Guardavo con terrore i rimasugli di terra sotto le unghie, le foglie portate dal vento qui e lì.
Avrei voluto un gran lenzuolo nero che coprisse tutto, tutto fuori, tutti i fiori.
Poi, invece, un giorno sono uscita, e li ho strappati tutti, i fiori. Ho levato i petali, e li ho riposti in un grandissimo vaso riempito di terra.
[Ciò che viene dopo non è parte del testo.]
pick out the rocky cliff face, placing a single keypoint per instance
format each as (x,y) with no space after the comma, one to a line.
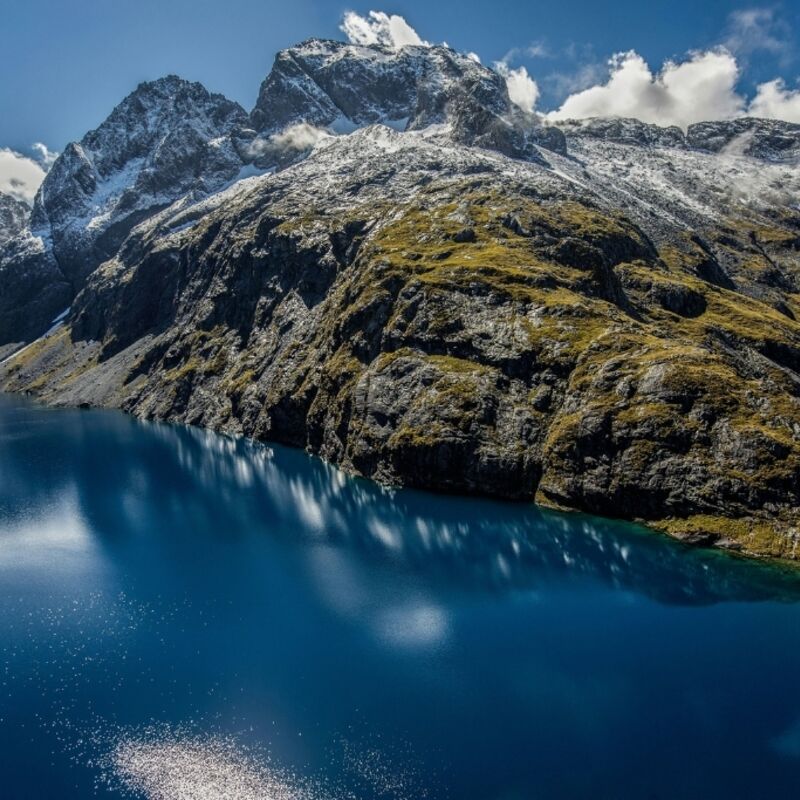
(13,217)
(342,87)
(607,323)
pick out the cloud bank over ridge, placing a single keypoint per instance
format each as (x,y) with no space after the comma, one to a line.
(701,86)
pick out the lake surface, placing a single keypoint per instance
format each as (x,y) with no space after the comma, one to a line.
(184,615)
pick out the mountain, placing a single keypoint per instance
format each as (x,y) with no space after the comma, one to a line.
(424,284)
(13,217)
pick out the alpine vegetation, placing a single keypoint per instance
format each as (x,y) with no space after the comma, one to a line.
(395,262)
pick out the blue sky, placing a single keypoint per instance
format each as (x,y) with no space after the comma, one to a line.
(66,64)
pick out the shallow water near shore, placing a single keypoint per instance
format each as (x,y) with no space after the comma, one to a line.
(186,615)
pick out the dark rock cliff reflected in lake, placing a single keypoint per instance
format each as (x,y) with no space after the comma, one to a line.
(172,597)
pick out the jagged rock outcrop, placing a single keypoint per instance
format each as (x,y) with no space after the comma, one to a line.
(343,86)
(167,138)
(609,326)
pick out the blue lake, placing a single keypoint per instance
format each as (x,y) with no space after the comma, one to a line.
(185,615)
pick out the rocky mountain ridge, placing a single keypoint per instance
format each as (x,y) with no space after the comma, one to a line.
(391,265)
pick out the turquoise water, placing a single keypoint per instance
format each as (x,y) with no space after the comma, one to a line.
(184,615)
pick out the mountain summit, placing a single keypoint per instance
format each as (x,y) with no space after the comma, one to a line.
(390,264)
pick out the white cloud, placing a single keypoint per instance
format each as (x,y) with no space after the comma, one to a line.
(20,176)
(703,87)
(299,137)
(775,101)
(522,89)
(386,30)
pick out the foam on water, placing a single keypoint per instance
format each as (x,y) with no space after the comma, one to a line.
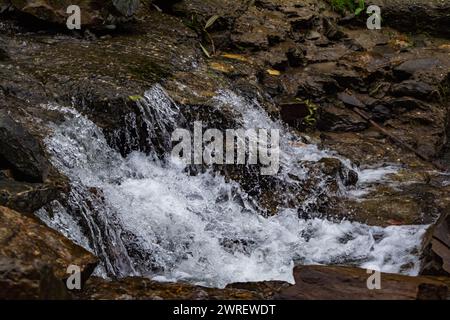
(204,230)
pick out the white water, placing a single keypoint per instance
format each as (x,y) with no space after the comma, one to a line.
(201,229)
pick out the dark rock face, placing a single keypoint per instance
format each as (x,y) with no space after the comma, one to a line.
(410,67)
(20,149)
(312,282)
(436,260)
(34,259)
(145,289)
(28,240)
(282,50)
(92,13)
(416,15)
(29,281)
(334,283)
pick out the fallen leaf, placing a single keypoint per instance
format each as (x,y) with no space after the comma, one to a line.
(273,72)
(234,56)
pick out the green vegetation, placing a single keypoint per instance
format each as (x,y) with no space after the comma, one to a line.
(355,6)
(311,119)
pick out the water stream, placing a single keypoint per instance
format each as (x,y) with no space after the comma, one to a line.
(145,216)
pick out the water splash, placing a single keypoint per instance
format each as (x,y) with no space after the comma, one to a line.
(146,216)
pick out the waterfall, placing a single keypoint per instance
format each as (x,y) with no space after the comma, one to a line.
(143,215)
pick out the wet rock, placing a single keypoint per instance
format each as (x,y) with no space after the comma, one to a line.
(294,113)
(111,12)
(416,15)
(336,283)
(145,289)
(337,118)
(28,240)
(29,281)
(350,100)
(27,197)
(410,67)
(436,252)
(259,28)
(334,167)
(21,150)
(413,88)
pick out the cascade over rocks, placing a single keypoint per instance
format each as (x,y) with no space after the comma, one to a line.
(300,62)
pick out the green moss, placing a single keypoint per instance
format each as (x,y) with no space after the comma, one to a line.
(149,71)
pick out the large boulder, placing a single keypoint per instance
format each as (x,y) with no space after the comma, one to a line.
(22,280)
(349,283)
(27,240)
(436,253)
(146,289)
(21,150)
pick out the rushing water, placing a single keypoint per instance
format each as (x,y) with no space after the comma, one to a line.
(146,216)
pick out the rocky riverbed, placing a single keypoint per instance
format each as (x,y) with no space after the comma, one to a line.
(82,112)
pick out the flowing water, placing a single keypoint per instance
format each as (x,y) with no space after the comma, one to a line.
(143,215)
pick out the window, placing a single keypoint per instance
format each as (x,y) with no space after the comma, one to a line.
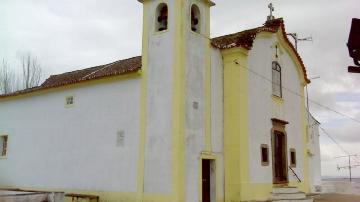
(276,79)
(69,100)
(3,145)
(161,17)
(195,18)
(264,155)
(292,158)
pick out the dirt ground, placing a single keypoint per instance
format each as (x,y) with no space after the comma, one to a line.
(337,198)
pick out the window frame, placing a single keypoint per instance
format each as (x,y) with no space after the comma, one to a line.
(5,147)
(293,161)
(263,162)
(67,105)
(158,14)
(276,67)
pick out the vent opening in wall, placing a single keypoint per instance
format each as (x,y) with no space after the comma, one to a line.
(264,155)
(195,18)
(292,157)
(276,79)
(161,17)
(3,145)
(69,101)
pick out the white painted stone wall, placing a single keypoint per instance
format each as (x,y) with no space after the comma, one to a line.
(158,134)
(217,117)
(314,155)
(262,108)
(54,147)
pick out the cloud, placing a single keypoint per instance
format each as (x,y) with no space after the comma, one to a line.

Ho spellato le rose, le viole, ho tolto i petali ai tulipani e ai gelsomini, ho spogliato anche le mimose, gli asfodeli. Ho strappato le foglie e mi sono punta con le spine.
Il giardino era spoglio, ma avevo un grande, bellissimo vaso in legno pieno di colori.
Poi ho preso la pala e ho iniziato a scavare al centro del giardino, mi sono messa dentro il vaso e l'ho fatto rotolare nella buca e, da lì, ho aspettato la Notte.
La morte profuma di rosa, figlio mio, e se da me sono nate altre rose, non regalarle mai a nessuno: queste spine sono velenose.»